Nashville, Tennessee - At a private Christian school the suspect once attended in the state's capital city on Monday, the heavily armed 28-year-old fatally shot three children and three adult staff members before being shot and killed by police, according to authorities.
Although the motive was not immediately clear, Police Chief John Drake told reporters that the suspect had left behind a "manifesto" and other writings that investigators were looking through. He also had drawn detailed maps of the school, including the location of the building's entrances.
The Covenant School, where most of the students are of elementary school age, was the scene of the most recent incident in an epidemic of deadly mass gun violence that has regularly terrorized even the most beloved of American institutions.
Audrey Elizabeth Hale, 28, of the Nashville area, was identified as the suspect by Drake, who used female pronouns to refer to the assailant. The chief stated that the suspect was identified as transgender but provided no further details.
According to a police spokesperson, Hale used the pronouns he/him. Hale used male pronouns on a LinkedIn page that listed recent jobs in graphic design and grocery delivery.
Police later released a school video showing the assailant shooting through glass doors and roaming the halls with a semi-automatic rifle.

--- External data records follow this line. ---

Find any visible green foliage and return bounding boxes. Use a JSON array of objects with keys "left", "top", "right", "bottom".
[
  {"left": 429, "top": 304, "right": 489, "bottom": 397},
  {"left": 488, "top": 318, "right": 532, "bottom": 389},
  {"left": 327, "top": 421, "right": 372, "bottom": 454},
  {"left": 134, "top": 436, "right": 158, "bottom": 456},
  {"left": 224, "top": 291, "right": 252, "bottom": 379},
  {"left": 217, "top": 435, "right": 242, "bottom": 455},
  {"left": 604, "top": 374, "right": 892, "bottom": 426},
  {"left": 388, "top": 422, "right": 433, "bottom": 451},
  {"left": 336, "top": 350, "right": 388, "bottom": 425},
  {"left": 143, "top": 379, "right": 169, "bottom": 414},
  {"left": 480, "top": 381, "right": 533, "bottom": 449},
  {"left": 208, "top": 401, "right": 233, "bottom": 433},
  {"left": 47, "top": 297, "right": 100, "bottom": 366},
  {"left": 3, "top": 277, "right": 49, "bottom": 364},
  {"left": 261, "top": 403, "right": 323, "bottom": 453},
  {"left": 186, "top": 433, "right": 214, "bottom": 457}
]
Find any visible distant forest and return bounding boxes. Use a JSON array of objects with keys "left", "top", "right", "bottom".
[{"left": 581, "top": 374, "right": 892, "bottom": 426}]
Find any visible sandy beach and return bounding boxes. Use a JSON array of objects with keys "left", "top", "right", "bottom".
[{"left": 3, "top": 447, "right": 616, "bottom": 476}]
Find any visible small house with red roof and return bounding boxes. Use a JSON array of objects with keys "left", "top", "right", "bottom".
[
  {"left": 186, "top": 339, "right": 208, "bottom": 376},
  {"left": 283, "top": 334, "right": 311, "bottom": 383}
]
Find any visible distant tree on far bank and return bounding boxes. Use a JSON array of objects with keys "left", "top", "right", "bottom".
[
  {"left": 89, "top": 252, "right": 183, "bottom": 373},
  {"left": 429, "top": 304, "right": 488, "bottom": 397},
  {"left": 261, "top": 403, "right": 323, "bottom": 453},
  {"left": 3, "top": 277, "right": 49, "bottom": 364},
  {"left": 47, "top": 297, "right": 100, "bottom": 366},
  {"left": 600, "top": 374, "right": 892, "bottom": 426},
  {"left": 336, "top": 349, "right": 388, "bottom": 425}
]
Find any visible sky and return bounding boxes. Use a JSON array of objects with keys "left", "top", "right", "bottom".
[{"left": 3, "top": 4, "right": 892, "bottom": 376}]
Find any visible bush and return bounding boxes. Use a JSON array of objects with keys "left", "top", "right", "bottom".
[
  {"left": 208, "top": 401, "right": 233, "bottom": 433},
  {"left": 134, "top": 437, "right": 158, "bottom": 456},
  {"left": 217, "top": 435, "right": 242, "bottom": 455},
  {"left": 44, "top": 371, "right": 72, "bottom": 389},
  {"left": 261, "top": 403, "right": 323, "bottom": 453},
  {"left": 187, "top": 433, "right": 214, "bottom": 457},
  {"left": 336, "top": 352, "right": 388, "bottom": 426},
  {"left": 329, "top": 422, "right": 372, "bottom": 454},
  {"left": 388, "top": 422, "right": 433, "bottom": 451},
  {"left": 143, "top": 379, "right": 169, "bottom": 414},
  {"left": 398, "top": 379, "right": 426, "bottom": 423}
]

In the video, Hale wore a black vest over a white T-shirt, camouflage pants, and a backward red baseball cap.
During an early evening news conference, Drake stated that police were working on a theory about what caused the shooting and that they would "put that out as soon as we can." He stated that the suspect had no prior criminal history.
Drake later told NBC News that investigators believed the shooting was motivated by "some resentment" the suspect felt "for having to go to that school" as a younger person.
The police chief did not specify the nature of this presumed resentment, or whether it was related to the suspect's gender identity or the school's Christian orientation. Drake stated that while the school was targeted, the individual victims were chosen at random.
According to police spokesperson Don Aaron, the Metropolitan Nashville Police Department started receiving calls about a shooter at the school at 10:13 a.m. Arriving officers reported hearing gunfire coming from the second floor of the building.
The attacker was shot by two members of a five-person team in a lobby area, and by 10:27 a.m., the suspect had been declared dead.
The police department's response, according to Aaron, was prompt. The suspect, according to the police, was carrying two assault-style weapons and a 9 mm pistol.
Evelyn Dieckhaus, Hallie Scruggs, and William Kinney, three 9-year-old victims, were identified along with staff members Mike Hill, 61, a school custodian, Cynthia Peak, 61, a substitute teacher, and Katherine Koonce, 60, who was listed as the "head of school." on the Covenant website.
Responding in Washington to the most recent school shooting, President Joe Biden encouraged the U.S. Congress once more to pass tougher gun control legislation.
"It's wiped out," Biden said, tending to the issue amid an occasion at the White House and encouraging Congress once more to pass a boycott on assault-style weapons. "We need to do more to halt weapon viciousness." It's tearing our communities apart, tearing the soul of this country."
U.S. Congresswoman Marsha Blackburn, a Tennessee Republican, said on Twitter that her office stands "prepared to help" those impacted by the shooting.
But Rosanne Cash, a daughter of the late Nashville nation music star Johnny Cash and a singer-songwriter in her own right, reacted by criticizing Blackburn's ties to the National Rifle Association's (NRA) weapon campaign.
"You vote against each common sense weapon control charge that comes over your work area, you've taken over $1 million from the NRA; and you rank 14th in all of Congress for NRA commitments. "Save us the hand-wringing," Cash said on Twitter.
At the state level, Tennessee did away with its allow prerequisite for carrying a concealed handgun in 2021 and presently permits anybody matured 21 or more seasoned to carry a gun, either transparently or concealed, without a permit, as long as they are lawfully permitted to buy the weapon.
Having a handgun is banned in Tennessee for anyone who has been indicted for a lawful offense, including savagery or drugs.
The Pledge School, established in 2001, may be a service of the Contract Presbyterian Church within the Green Hills neighborhood of Nashville, with around 200 understudies, agreeing to the school's site. It serves preschoolers through sixth graders and will have a dynamic shooter program in 2022, according to WTVF-TV.
Nashville Chairman John Cooper communicated his sensitivity for the casualties and wrote on social media that his city "joined the feared, long list of communities to become involved in a school shooting."
There have been 89 school shootings – characterized as any incident in which a weapon is released on school property – within the U.S. in 2023, concurring to the K-12 School Shooting Database, web site established by analyst David Riedman. The final year saw 303 such episodes, the most of any year within the database, which goes back to 1970.